Pizza Hut? Not so much.
For the chains’ owner, Yum Brands, that still makes the growing business of third-party delivery worth it, though it puts pressure on the company to help the pizza chain evolve and compete in a more challenging environment.
“There’s obviously negative impact, but it’s hard to measure what the cannibalization effect aggregators are having on Pizza Hut,” Yum Brands CEO Greg Creed said on the company’s first quarter earnings call Wednesday.
“There’s obviously a huge opportunity in the $40 billion pizza delivery business to do better. But at the same time, the nonpizza delivery market in the U.S. is worth about $100 billion. It’s growing at 15%, and now we’re going to leverage Taco Bell and KFC to take advantage of that opportunity. So yes, a little bit of negative impact, but I see this whole opportunity for delivery to be an upside for us, not a negative.”
A year ago, Yum invested $200 million into online ordering and delivery provider Grubhub, making a big bet on one of the biggest trends in the restaurant space.
The company has been adding the service into its KFC and Taco Bell brands while also looking for ways to get Pizza Hut involved.
The brands’ respective first quarter numbers perhaps reflect some of the direction delivery is headed.
Same-store sales for KFC in the U.S. improved by 2% in the quarter ended March 31, the company said Monday.
For Taco Bell, U.S. same-store sales rose 5%. But Pizza Hut remains a challenge, with same-store sales flat despite the company’s NFL partnership and a host of new marketing initiatives.
Yum executives said that delivery helped sales for both Taco Bell and KFC.
Taco Bell began marketing delivery nationwide in February, and the service is now in more than 4,000 of the chain’s 6,000 U.S. locations.
“We are excited about delivery as an opportunity to drive incremental sales and transactions,” Creed said. He would not provide specific data, “but I will say that both traffic and check saw benefits from the launch.”
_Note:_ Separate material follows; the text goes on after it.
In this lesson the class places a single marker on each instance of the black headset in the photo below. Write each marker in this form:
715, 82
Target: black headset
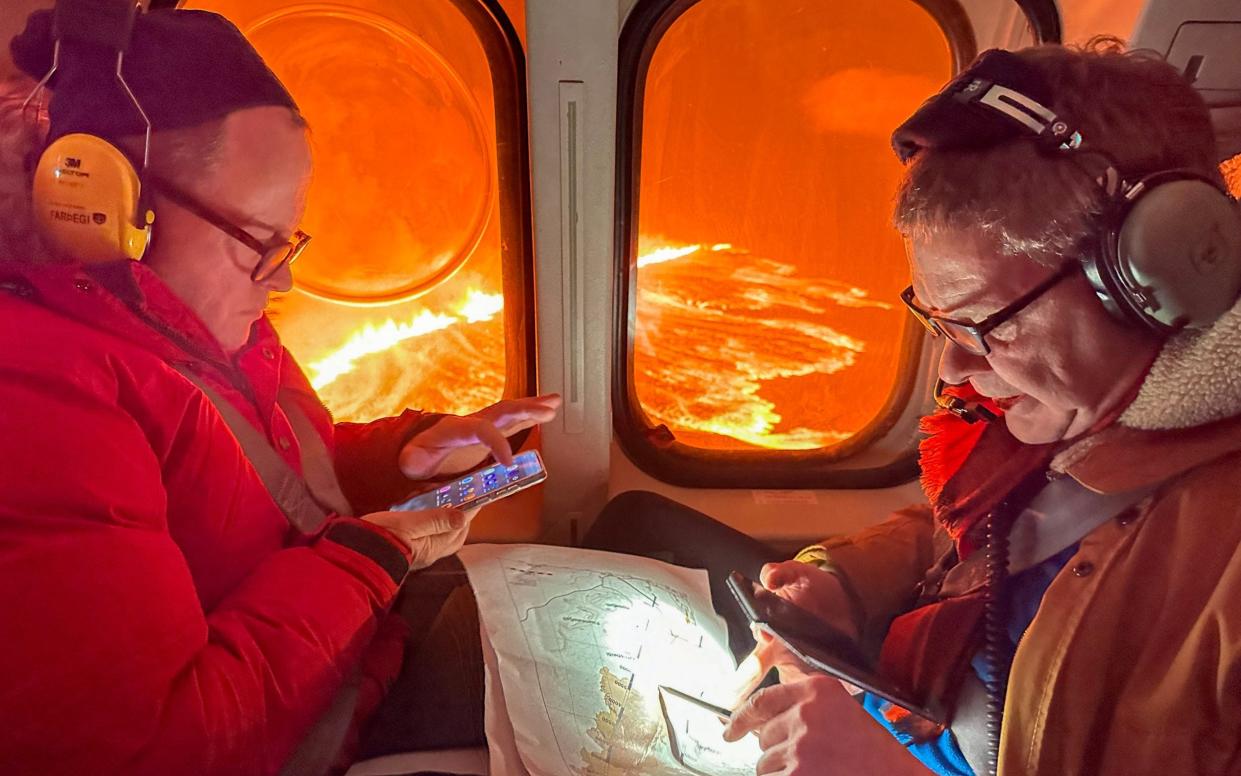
1167, 248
KFC has not marketed delivery to the same extent as its sister chain, but Creed noted that 2,200 of the chain’s domestic locations have the service and that 3,200 offer “click and collect” ordering through Grubhub.
Creed said that delivery “positively contributed” to the chain’s first quarter same-store sales. The company plans to launch the service with marketing later this year.
Pizza Hut is working with Grubhub to join the service’s marketplace, to get the chain in front of the service’s customers.
Creed said that 200 of Pizza Hut’s domestic locations are in the marketplace. Customers place orders on the Grubhub website, but Pizza Hut’s drivers are completing those orders.
Still, Creed said, Pizza Hut’s sales internationally and domestically will be a slow improvement. The company has been shifting stores from full-service concepts into delivery and takeout locations, and that shift will take time and impact sales.
“Sustainable improvements in sales growth will remain a small build as we update and reposition the asset base and make the messaging more distinctive,” Creed said.
Yum Brands’ total revenues declined 9% to $1.3 billion. Net income declined 39% to $262 million, or 85 cents per share, from $433 million, or $1.30. While the brands’ same-store sales results bested investors’ expectations, the profit numbers did not, and the stock declined more than 2% in morning trading Wednesday.